Endstation „Leben im Bett“?

Anaesthesie

Jeder Mensch beschäftigt sich anders mit dem Sterben und dem Tod. Jeder zu einer anderen Zeit und zu unterschiedlichen Anlässen. Die eigene Erfahrung zum Leben, Sterben und Tod wird immer wieder überprüft und korrigiert. Das eigene Verhalten gegenüber Sterbenden oder deren Angehörigen gestaltet sich dabei auch unterschiedlich. Auch Menschen in ihrer letzten Lebensphase durchlaufen einen Lernprozess. Sie empfinden ihre Bewegung, mit der sie sich an anpassen. Helfende können da ansetzen und in ihrer Bewegungskompetenz geschult diese bei der Interaktion mit schwerstkranken Menschen sensibel und mannigfaltig einbringen.

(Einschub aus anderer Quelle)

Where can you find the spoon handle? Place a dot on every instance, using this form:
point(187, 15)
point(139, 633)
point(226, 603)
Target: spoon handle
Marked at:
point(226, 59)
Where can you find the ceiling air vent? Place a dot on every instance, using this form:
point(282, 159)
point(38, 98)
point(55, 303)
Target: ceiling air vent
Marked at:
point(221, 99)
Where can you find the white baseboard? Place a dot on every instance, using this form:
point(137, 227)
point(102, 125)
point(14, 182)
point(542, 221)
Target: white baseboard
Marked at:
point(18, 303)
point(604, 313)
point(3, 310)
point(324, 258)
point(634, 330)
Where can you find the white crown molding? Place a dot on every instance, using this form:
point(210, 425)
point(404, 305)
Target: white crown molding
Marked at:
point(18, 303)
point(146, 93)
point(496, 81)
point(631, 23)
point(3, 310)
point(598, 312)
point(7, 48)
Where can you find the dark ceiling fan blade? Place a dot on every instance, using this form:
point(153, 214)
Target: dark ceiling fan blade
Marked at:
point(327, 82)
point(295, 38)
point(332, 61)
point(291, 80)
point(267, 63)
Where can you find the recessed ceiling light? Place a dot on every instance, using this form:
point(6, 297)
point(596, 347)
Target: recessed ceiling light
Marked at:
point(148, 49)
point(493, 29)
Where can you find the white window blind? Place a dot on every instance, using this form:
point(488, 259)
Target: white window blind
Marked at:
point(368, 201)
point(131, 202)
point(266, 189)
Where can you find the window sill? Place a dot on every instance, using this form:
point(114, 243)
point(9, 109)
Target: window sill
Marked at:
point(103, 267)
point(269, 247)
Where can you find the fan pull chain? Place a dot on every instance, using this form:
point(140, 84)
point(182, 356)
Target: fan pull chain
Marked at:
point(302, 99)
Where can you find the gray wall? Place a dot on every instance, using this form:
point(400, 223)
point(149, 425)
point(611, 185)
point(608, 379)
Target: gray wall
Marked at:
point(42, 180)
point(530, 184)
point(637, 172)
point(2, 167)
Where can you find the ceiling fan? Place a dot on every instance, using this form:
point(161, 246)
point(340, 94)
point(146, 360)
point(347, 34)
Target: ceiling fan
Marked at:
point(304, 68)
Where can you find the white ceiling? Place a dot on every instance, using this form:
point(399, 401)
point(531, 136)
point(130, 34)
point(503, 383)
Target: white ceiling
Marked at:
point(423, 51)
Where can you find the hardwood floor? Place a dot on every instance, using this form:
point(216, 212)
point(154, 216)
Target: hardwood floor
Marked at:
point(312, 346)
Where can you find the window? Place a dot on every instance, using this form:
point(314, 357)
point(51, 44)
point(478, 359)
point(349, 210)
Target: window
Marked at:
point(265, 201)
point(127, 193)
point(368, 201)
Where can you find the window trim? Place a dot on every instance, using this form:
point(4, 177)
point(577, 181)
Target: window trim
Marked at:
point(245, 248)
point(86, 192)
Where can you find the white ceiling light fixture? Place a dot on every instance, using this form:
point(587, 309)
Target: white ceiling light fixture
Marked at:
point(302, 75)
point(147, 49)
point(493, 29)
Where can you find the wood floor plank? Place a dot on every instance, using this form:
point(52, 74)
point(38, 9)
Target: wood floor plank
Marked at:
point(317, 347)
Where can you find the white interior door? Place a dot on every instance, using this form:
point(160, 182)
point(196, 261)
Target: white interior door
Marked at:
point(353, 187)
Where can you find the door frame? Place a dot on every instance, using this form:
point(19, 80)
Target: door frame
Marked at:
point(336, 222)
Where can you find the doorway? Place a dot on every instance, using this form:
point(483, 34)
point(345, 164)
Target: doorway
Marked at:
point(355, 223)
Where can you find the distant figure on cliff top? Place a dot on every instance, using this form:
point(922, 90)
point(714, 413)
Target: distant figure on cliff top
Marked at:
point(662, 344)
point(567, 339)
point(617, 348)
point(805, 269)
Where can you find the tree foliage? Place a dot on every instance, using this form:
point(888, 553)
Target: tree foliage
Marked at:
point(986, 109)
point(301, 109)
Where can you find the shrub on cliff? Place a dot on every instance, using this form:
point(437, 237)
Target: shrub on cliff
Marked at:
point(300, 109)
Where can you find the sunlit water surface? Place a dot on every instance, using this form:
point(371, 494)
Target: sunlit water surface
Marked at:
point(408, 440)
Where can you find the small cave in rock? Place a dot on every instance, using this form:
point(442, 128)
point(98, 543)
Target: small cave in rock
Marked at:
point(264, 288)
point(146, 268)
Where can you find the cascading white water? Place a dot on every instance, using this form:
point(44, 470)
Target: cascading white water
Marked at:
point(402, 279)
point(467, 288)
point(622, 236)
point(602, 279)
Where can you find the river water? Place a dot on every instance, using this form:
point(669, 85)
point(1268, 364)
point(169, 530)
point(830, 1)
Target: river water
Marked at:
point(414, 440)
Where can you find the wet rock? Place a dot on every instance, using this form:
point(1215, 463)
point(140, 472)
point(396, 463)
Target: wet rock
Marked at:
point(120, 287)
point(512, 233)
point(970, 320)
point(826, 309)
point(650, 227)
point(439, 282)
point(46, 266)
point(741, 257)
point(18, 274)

Im St. Marien-Krankenhaus Siegen wird im interdisziplinären Palliativbereich, der von Katharina Weber-Yamoah pflegerisch geleitet wird, das Konzept „Menschliche Funktion – Fortbewegung“ eingesetzt. Die Kinaestetics Peer Tutorin berichtet von einem 50-jährigen Patienten, bei dem ein Prostata-Karzinom diagnostiziert wurde und bei dem sich bereits Metastasen in der Wirbelsäule gebildet haben. Er kam von einer operativen Station in den Palliativbereich und war querschnittsgelähmt. Zudem hatte er eine Depression. Bislang war der Patient hauptsächlich im Bett versorgt worden und hatte nur einmal vor dem Bett gestanden. „Bei der Aufnahme wollte ich mir ein Bild von seiner Bewegungsunfähigkeit machen und habe ihn über die Seite zum Sitzen kommen lassen. Dann habe ich ihn angeleitet, im Schenkelgang den Transfer zum Stuhl zu bewältigen“, so Katharina Weber-Yamoah. „Dies war schier unfassbar für den Patienten. Dieser glaubte, er könne gar nichts mehr und müsse sich mit einem Leben im Bett abfinden – sterben werde er o nehin bald.“

Der Patient ist während seiner Behandlung in der Strahlentherapie immer mehr aufgeblüht und zu jeder Mahlzeit an den Tisch gegangen. Auch konnte er sich selbst im Bad versorgen. Nach vier Wochen konnte er dank Palliativ-Komplexbehandlung, die in enger Zusammenarbeit mit der Physiotherapie durchgeführt wird, mit Unterarmstützen über den Flur gehen. „Wir haben es geschafft, ihm wieder Vertrauen in seine eigenen Fähigkeiten zu geben. Es ist uns trotz seiner Depression gelungen, ihn zu fordern – das zu tun, was er kann“, so die pflegerische Leiterin des Palliativbereichs.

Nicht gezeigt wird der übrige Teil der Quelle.